少しずつ密度を増した馬群が正面スタンド前に差しかかった。サクラローレルは中団馬群のなか。直後にマーベラスサンデーがいて、マヤノトップガンはこれら2頭の内を進んでいる。
1000m通過は1分2秒0というゆったりした流れになった。大歓声が上がり、それによって折り合いを欠く馬も見受けられた。
1コーナー進入時は、サクラローレルが馬群の外目に持ち出されて8番手、マーベラスサンデーがその2馬身ほど後ろの10番手、マヤノトップガンは、さらに1馬身ほど後ろの内埒沿いにいた。
田原が感じていたトップガンの変化
マヤノトップガンは、先行して菊花賞を勝ち、有馬記念を逃げ切った馬だ。典型的な先行馬と見られており、そのイメージどおりの競馬でこの前年の宝塚記念を勝っていた。
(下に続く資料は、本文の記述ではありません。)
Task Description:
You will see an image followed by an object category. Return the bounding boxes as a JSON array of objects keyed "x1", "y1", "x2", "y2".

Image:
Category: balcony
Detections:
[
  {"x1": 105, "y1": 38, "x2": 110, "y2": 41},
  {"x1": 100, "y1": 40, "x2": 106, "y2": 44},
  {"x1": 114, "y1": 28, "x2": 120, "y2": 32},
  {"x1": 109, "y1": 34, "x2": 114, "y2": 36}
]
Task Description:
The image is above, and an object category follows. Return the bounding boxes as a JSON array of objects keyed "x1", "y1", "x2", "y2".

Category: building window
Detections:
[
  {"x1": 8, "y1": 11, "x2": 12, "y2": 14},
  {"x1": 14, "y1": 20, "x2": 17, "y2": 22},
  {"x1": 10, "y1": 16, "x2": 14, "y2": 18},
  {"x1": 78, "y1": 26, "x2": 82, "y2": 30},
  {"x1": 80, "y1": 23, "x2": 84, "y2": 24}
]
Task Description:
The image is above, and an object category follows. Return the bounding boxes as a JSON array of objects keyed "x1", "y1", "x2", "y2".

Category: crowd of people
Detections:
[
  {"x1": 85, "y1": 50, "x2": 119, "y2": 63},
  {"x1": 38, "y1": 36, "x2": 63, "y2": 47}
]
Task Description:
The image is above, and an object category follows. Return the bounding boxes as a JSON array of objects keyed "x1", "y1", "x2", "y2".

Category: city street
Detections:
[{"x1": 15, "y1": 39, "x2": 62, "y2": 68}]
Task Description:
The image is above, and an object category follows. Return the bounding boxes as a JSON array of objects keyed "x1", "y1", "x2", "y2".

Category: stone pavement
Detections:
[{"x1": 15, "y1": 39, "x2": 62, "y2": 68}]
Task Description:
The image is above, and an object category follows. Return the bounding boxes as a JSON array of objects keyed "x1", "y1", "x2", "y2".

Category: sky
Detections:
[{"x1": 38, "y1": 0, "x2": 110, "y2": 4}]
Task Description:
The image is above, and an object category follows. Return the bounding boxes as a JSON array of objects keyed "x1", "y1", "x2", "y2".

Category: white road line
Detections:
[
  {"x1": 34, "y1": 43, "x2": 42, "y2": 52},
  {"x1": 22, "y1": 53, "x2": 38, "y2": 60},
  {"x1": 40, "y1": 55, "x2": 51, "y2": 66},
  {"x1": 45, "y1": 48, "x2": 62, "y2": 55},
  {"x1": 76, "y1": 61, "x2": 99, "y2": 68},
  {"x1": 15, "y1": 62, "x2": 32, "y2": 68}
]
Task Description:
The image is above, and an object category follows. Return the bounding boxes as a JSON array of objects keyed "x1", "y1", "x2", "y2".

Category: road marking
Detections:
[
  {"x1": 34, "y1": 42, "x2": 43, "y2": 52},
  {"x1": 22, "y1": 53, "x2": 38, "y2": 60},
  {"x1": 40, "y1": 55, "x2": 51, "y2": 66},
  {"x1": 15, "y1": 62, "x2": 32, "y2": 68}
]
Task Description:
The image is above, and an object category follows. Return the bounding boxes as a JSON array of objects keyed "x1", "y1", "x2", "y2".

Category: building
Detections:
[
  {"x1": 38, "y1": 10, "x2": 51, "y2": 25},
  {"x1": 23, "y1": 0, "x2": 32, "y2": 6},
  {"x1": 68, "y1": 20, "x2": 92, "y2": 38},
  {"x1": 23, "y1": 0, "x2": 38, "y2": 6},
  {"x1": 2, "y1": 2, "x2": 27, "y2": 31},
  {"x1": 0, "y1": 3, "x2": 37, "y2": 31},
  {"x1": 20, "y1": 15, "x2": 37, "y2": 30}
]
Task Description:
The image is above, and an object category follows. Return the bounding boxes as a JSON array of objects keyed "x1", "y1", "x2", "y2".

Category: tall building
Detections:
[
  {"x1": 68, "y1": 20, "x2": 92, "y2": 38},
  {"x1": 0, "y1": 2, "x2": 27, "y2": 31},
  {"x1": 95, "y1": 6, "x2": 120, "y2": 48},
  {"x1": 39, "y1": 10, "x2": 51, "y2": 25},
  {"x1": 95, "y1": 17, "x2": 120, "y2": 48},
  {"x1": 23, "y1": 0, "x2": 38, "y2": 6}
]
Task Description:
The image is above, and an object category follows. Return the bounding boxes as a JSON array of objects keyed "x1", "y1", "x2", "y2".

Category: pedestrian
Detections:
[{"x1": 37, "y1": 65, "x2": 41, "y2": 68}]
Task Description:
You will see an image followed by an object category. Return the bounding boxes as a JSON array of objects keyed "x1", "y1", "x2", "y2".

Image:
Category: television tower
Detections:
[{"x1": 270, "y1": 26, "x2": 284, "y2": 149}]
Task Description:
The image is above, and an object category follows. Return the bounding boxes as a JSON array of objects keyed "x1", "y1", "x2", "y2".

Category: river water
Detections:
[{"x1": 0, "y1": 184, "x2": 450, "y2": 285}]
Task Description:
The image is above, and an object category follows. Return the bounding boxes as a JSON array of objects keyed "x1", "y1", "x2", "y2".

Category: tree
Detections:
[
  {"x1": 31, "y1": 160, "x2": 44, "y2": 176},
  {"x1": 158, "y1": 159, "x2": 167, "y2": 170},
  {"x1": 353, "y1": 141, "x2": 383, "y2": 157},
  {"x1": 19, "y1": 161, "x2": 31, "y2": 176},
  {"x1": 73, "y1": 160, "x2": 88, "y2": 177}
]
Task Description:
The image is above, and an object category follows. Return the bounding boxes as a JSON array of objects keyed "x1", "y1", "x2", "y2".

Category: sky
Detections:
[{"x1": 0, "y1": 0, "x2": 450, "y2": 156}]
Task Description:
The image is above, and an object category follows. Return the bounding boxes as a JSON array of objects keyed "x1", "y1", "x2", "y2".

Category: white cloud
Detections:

しかし、宝塚記念以来となったオールカマーではサクラローレルにコンマ9秒離された4着に終わり、次走の天皇賞・秋こそバブルガムフェローの2着と好走したが、有馬記念では前述したように7着に敗れていた。
田原は、キャリアを重ねるにつれて、マヤノトップガンの走り方が変わってきていることに気づいていた。もともと背中を伸ばしてゲートを出る馬で、そうして伸び切った状態から全身を収縮させて走ることができるようになるまで20mほどを要していた。それがさらに距離を要するようになり、リズムに乗った走りができるようになるまで30mほど必要になっていたのだ。だからといって、無理に押してポジションを取りに行くと、生来の真面目な性格からか、引っ掛かって折り合いを欠いてしまう。
前年の天皇賞・春の敗因は、まさにそれだった。
同じ轍を踏みたくなかった田原は、マヤノトップガンが伸び切った背中を自然に縮めるまで時間を与えて、馬のリズムを最優先にする乗り方をしようと思っていた。そうすると、どうしても後方のポジションになってしまう。前走の阪神大賞典で試してみたところ、思ったとおり、背中を無理なく縮める時間を得たトップガンは後方からの競馬となったが、最後まで素晴らしい走りをしてくれた。